Samuel Beckett : Un mystère nommé Beckett

Samuel Beckett est né en 1906; cette année marque donc le 100e anniversaire de sa naissance. Pour le souligner, publications, colloques, productions de ses pièces un peu partout dans le monde: Dublin, Londres, Paris, New York, Tokyo et… Québec.

Un des grands dramaturges du XXe siècle, Samuel Beckett, avec la haute stature à tête grisonnante qu’on lui connaît, se dresse devant la postérité, mystérieux. Ou plutôt, bâtit un rempart de son œuvre, derrière laquelle il a toujours tenu à rester effacé, préférant la solitude, la compagnie de ses intimes, le secret de sa vie privée à toute la célébrité que lui apportèrent, assez tardivement, ses œuvres: la publication, après de nombreux refus, de sa trilogie romanesque (Molloy et Malone meurt en 1951, L’Innommable en 1953); le succès énorme, inattendu d’En attendant Godot en 1953; le prix Nobel de littérature, en 1969. En tout, une cinquantaine de titres, romans, nouvelles, pièces (Fin de partie (1958), Oh les beaux jours (1961)) ou textes divers, publiés avec régularité jusqu’à sa mort, en 1989.

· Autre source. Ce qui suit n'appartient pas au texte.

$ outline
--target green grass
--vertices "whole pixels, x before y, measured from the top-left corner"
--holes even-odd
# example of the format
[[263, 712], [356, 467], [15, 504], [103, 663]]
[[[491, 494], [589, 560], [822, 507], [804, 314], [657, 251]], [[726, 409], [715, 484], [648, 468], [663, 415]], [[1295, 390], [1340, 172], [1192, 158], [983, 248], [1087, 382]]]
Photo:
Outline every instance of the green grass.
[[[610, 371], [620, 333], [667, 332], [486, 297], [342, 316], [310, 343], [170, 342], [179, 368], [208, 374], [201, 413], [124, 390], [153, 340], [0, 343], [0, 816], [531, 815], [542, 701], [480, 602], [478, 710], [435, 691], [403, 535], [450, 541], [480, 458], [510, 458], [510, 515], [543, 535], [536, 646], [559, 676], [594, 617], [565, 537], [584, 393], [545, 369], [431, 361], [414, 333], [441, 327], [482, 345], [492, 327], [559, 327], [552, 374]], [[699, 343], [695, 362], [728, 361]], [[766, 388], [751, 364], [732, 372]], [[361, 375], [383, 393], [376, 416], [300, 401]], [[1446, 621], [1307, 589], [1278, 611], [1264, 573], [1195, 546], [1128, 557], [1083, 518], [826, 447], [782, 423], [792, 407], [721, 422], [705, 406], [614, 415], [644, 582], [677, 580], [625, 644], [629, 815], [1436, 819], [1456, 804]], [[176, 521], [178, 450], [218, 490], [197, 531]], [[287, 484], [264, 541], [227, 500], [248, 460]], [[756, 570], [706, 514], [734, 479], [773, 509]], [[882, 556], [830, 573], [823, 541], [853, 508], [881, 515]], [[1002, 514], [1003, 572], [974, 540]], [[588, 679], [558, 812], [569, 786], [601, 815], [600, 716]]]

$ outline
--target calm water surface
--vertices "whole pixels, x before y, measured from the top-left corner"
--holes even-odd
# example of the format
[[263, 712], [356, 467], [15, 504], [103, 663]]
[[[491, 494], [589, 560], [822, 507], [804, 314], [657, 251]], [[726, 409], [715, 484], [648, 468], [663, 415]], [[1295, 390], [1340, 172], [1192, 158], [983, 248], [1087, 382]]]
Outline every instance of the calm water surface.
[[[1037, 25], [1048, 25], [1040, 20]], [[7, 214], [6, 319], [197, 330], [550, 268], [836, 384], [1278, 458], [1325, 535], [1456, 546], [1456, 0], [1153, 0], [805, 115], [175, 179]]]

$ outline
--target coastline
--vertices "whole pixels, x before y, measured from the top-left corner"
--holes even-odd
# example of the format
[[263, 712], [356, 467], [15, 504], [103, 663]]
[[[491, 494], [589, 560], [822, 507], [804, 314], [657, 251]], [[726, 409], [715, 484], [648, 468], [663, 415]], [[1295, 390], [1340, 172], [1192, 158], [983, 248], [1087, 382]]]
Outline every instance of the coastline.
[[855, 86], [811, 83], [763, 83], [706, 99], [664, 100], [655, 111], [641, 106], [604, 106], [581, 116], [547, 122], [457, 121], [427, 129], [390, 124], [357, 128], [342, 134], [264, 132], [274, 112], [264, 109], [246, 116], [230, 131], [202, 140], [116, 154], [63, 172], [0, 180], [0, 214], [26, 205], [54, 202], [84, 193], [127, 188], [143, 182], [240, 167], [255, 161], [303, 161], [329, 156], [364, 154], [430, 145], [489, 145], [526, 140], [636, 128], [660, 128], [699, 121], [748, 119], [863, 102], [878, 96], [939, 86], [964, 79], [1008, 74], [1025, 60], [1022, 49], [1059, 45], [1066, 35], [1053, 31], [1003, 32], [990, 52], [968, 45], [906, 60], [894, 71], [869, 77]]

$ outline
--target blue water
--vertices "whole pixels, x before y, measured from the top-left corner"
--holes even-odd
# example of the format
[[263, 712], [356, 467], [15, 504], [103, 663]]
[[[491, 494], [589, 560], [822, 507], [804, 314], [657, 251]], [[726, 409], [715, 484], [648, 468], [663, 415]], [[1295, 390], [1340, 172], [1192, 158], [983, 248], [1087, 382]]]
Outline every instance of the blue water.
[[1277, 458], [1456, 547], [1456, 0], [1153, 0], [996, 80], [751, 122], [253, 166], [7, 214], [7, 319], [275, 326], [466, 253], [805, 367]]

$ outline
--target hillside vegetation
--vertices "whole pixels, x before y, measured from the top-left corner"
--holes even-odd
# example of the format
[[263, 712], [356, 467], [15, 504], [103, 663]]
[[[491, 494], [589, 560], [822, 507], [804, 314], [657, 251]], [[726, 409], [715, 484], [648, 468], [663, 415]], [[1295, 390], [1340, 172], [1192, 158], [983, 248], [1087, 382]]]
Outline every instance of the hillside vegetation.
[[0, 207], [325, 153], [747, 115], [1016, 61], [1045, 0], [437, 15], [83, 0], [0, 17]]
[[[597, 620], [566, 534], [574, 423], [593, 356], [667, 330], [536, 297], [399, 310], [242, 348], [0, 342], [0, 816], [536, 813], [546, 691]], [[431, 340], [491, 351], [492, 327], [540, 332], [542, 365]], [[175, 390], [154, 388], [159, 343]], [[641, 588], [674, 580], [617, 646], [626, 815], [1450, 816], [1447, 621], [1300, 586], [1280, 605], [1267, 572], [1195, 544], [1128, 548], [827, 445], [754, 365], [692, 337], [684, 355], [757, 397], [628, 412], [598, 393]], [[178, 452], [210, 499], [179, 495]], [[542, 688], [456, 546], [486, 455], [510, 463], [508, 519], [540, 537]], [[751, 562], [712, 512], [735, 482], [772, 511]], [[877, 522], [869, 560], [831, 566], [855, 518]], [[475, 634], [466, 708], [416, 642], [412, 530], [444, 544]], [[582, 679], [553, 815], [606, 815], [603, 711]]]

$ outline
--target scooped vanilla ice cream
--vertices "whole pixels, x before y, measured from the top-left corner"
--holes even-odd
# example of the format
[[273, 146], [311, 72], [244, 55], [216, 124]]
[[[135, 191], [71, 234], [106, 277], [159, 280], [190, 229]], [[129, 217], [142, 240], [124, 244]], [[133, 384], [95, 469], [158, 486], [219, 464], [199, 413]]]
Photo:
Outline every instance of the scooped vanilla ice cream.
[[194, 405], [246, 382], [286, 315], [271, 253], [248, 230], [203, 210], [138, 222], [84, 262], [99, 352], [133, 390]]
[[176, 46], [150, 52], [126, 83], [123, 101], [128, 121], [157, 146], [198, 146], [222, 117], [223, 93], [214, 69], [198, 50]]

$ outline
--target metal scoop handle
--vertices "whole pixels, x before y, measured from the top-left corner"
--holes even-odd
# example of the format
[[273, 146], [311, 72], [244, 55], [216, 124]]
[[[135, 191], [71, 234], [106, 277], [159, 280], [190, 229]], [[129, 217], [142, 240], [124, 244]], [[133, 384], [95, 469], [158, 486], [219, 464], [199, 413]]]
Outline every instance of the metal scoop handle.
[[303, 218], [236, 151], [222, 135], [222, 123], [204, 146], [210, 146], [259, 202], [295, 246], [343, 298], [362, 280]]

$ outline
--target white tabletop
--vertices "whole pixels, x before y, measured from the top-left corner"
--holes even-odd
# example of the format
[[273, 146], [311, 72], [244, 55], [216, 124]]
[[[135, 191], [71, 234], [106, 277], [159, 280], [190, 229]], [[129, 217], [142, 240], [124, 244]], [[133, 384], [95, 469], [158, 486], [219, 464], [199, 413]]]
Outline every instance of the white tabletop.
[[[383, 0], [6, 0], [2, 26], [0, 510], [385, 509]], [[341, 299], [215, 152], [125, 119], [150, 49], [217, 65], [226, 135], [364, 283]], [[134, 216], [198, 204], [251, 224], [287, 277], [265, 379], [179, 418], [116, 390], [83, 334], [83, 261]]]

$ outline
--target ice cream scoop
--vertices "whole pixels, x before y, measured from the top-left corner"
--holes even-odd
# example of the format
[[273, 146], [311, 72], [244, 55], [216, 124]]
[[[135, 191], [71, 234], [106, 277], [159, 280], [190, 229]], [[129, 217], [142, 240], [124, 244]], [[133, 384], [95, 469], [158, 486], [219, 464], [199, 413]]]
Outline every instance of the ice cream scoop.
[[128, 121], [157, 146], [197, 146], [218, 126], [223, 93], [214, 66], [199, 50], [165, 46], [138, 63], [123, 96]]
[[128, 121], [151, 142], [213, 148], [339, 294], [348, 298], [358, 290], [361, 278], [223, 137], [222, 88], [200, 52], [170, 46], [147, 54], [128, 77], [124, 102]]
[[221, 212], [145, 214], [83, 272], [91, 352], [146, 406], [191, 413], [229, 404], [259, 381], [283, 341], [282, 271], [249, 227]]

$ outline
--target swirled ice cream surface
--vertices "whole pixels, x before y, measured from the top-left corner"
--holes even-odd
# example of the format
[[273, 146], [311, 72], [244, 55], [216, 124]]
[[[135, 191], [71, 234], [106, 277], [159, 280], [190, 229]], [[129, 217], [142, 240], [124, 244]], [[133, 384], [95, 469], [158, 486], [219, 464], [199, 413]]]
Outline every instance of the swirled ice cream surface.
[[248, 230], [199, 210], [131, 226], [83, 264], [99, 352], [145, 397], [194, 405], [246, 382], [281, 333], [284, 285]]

Beckett a bâti une œuvre lucide, exigeante, d’une construction rigoureuse, poussant toujours plus loin une réflexion, ou plutôt un constat: celui du caractère absurde de la vie et du monde. Là où, pour les existentialistes, cet absurde débouche sur un engagement qui, seul, donne un sens à l’existence, chez Beckett, cette conscience aboutit à l’expression, écrit Martin Esslin, d’une "profonde angoisse existentielle qui est la dominante de [son] œuvre". On associe souvent les pièces de cet écrivain irlandais au Théâtre de l’absurde. Bien qu’il ait toujours refusé les étiquettes, il n’en partage pas moins avec les auteurs qu’on y classe (Ionesco, Genet, Adamov, Pinter) – jamais associés en école ou mouvement -, certains thèmes et éléments formels.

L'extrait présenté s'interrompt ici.